Recently, there has been a significant increase in demand for music concerts in Vietnam. For example, tickets for two concert “Anh trai vuot ngan chong gai” nights in June sold out within just a couple of hours. Thanks to this increased demand, the organizer is clearly happy, because they earned a high amount of revenue from the events.

“Anh trai vuot ngan chong gai” concert.

If you’re an auditor of the concert organizer in Vietnam, revenue testing may be simpler than expected. This is because ticket prices are fixed for each category. Normally, in Vietnam, ticket prices are announced in advance and do not change during the entire selling period. Therefore, to estimate revenue, using the fixed price and the number of tickets sold is generally sufficient.

This is different from the situation in North America and Europe, where platforms like Ticketmaster dominate. In those markets, ticket prices are determined through a different mechanism. While a base price is set, the final selling price varies depending on many factors, such as demand, historical data on similar events, algorithms, and more. As a result, each ticket might be sold at a different price, making revenue estimation and audit testing more complex.

Why does this happen? The answer is simple: capitalism. All parties involved, such as artists, platform, organiser, etc… want to maximize revenue, so they try to charge as much as possible based on fans’ willingness to pay.
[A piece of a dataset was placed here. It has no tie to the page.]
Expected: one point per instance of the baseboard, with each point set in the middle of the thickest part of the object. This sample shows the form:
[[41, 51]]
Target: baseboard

As long as fans are happy to pay the price set by the platform, the practice is good to continue.

Would this model work well in Vietnam? Honestly, I have no idea. Since the music concert market here doesn’t have a long history, it’s hard to say. Which practice is better? I don’t really know. Which one do you prefer? As long as you get a ticket and enjoy the concert, maybe that question does not matter so much.